The suspension is "totally insignificant" to General Dynamics financially, according to Paul H. Nisbet, an analyst with Prudential-Bache. He said the St. Louis-based company, the military's most active weapons maker -- with $7.2 billion in sales last year -- has quadrupled its earnings within the last four years.

"I don't think there was much question that there were ulterior purposes for the action that was taken," Nisbet said. "I think it was more of a message to the American people than it was to the industry: 'The Department of Defense is being tough on contrators. Don't worry about all the stories you hear about $6,000 coffee makers.' "

Weinberger's action was prompted by revelations in Congress that General Dynamics had charged the Pentagon for entertaining government officials, boarding an executive's dog and flying company Chairman David S. Lewis to and from his farm on a corporate jet. Defense contractors are permitted to charge the Pentagon for a share of salaries, fringe benefits, electricity and other overhead expenses, but some costs -- including entertainment, lobbying and most advertising -- are not supposed to be reimbursed.

Many of the expenses that Weinberger is questioning have been challenged by Defense Department auditors in the past but subsequently allowed by Pentagon contracting agents and higher officials.

The House Government Operations Committee last fall studied 12 Pentagon audits that challenged billings for air show costs, ceremonies, gifts and promotional brochures. It found that more than half of the challenged expenses eventually were allowed.

The committee also reported that the Pentagon has appointed panels four times to consider tougher rules on reimbursement of public relations costs but each time decided to take no action.

Burch said that two years ago Weinberger ordered his procurement chief to draft regulations banning reimbursement for most public relations costs. Those regulations are in draft form and will be published for comment, Burch said.

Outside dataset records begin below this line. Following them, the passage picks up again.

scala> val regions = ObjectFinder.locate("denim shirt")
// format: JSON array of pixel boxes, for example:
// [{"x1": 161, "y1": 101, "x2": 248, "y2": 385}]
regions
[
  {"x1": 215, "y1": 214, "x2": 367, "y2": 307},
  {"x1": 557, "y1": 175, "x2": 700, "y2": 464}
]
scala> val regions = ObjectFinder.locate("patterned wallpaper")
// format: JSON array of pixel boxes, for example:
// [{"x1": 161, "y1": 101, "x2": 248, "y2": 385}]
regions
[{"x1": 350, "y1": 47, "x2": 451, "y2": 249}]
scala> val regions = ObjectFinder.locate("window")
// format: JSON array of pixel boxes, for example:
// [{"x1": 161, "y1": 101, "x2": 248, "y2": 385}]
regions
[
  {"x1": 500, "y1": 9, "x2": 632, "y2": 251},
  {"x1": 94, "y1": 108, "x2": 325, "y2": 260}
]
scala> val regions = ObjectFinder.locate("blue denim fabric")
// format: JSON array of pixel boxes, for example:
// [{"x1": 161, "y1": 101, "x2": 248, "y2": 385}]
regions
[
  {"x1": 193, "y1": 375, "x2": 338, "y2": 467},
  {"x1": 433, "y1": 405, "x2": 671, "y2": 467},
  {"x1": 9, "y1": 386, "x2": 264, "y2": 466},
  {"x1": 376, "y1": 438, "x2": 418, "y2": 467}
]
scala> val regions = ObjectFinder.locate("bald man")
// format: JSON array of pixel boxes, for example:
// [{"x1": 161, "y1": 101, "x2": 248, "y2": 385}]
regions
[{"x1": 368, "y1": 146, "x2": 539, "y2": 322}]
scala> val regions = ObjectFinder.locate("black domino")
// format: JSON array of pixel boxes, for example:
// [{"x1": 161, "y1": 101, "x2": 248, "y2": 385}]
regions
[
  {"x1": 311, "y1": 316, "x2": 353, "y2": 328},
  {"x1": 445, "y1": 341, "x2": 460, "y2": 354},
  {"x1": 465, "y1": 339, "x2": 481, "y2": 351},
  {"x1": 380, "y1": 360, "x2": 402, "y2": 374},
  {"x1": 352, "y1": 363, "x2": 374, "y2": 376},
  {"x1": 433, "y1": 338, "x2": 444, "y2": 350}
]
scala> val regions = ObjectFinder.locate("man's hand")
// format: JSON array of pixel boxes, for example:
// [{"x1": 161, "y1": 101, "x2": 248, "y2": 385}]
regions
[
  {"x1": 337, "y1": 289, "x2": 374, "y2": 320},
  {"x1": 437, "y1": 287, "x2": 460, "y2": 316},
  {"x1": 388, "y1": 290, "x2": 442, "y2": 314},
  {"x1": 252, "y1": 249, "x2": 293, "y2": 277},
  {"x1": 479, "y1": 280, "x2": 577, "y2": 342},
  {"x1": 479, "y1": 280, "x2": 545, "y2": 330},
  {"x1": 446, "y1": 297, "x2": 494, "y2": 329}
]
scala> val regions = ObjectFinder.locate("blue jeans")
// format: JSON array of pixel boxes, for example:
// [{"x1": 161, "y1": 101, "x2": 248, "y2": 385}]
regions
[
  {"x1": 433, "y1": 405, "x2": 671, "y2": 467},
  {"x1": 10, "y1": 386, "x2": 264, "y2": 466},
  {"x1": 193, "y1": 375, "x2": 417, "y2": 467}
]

The Pentagon has suspended "progress" payments to two other large contractors within the past year, General Electric Co. and Hughes Aircraft Co., because of quality problems in weapons production. Payments to Hughes for the Navy's Phoenix missile, for example, were suspended in August -- but started again in November with reimbursements for past costs even though Hughes did not resume delivery of missiles until February.

That experience led some congressional critics to react cautiously to Weinberger's action even though they praised it.

"It's a beginning," Sen. William Proxmire (D-Wis.) said. "But if this is all there is to it, it's not going to be enough."

"These problems are not going to be solved by just withholding payments," Rep. Barbara Boxer (D-Calif.) said. "These problems are institutionalized in the very core and heart and soul of the way the Pentagon operates."